Ok, so let’s start from the beginning. Day 1: Set the timer on the phone but I didn’t know that I could turn off the alerts for calls and texts so every time I heard a ding I opened my eyes and checked. That of course took me and my mind right into what was happening on the phone. The 20 minutes went by quickly because I was answering texts! Needless to say, not much meditation. I then found out that if you turn your alerts off your timer still sounds. Makes sense...
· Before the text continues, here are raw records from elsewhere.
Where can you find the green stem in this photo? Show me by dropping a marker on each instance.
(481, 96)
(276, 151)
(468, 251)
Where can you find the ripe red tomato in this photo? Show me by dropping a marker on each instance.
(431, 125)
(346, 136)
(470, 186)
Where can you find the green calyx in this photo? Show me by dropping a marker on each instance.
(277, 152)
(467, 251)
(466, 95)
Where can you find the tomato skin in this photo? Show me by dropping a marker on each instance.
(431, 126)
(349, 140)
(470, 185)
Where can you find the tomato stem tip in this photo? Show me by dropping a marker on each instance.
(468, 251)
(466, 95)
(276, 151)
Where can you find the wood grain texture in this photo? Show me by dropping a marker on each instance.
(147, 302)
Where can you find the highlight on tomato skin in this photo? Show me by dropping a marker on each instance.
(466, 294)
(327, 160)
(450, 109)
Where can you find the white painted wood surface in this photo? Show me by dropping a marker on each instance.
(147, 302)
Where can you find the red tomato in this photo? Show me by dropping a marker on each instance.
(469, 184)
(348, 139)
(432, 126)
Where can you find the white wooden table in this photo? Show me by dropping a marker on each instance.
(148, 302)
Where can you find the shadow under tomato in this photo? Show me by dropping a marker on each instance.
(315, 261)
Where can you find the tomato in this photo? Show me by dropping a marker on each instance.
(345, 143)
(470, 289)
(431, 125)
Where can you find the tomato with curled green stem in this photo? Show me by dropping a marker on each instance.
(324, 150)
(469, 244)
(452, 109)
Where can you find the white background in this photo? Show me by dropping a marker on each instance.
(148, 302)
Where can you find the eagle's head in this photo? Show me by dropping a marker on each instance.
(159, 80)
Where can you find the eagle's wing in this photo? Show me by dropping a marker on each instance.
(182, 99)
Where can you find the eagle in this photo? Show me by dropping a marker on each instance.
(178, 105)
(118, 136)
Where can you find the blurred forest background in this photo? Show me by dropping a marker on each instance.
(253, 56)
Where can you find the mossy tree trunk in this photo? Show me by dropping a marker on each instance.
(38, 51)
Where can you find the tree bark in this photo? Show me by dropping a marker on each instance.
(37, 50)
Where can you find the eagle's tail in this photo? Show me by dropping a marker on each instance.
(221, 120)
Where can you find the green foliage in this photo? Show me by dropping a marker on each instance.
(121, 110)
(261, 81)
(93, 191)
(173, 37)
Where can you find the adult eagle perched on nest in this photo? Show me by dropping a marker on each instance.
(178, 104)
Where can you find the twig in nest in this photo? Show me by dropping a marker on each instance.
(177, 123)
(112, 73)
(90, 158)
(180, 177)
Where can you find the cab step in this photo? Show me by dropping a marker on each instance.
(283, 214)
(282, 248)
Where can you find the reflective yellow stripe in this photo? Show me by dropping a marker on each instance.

365 days of meditation...you're not good at it until you are

I’ve tried to meditate before. Every morning a few years back I put headphones on and listened to different guided meditations that I had downloaded onto my Ipod. Usually I ended up dozing off. I always liked what I heard on the recordings but it never felt like meditation. After a while i just stopped and didn’t think about it again until recently. A friend who has been meditating for many years and credits much of his success, both personal and professional, brought it back up. He gave me a book by Russell Simmons, which I read quickly. Simmons spoke of the positive effects of meditation and he had me convinced. So I decided to give it another go. The thing is, everyone says how amazing meditation is for you, both mentally and even physically, but no one talks about how hard it is. Yeah, they brush over it but they don’t really tell you everything. So here I am. Ready to tell you everything. Everything I experience in my quest to be “good” at meditation. I know. they say it’s a practice. They say that when the thoughts come in you should take note and then let them gently float on by. Hmmmm. Maybe it’s just me, but the thoughts don’t gently do anything. They come rushing in and as soon as I notice them they get even bigger...and louder...and more obnoxious. A guy I know who recently started told me the other day that he’s so happy he’s meditating and that he doesn’t know how even made it through life before. Really? All I can think is that I must be even worse at it than I thought! I can’t even really call what I’ve been doing now for about a week meditation so I’ll just say I’m practicing. I set the timer on my phone for 20 minutes because they say that 20 mins is the least you need to really get the postivie effects. It feels more like an hour. I keep telling myself to relax. I tell myself that the time will go by either way and that 20 mins spent doing something positive is always a good thing, right? Almost every time though, I start thinking that something is wrong with the timer, that 20 mins has come and gone! Confession: I end up looking at the clock more times than not. It’s not all torture, I promise. I have moments, however fleeting, that feel like it could be happening. That perhaps I am starting to float into another realm, but as soon as I notice I’m right back in the middle of my thoughts.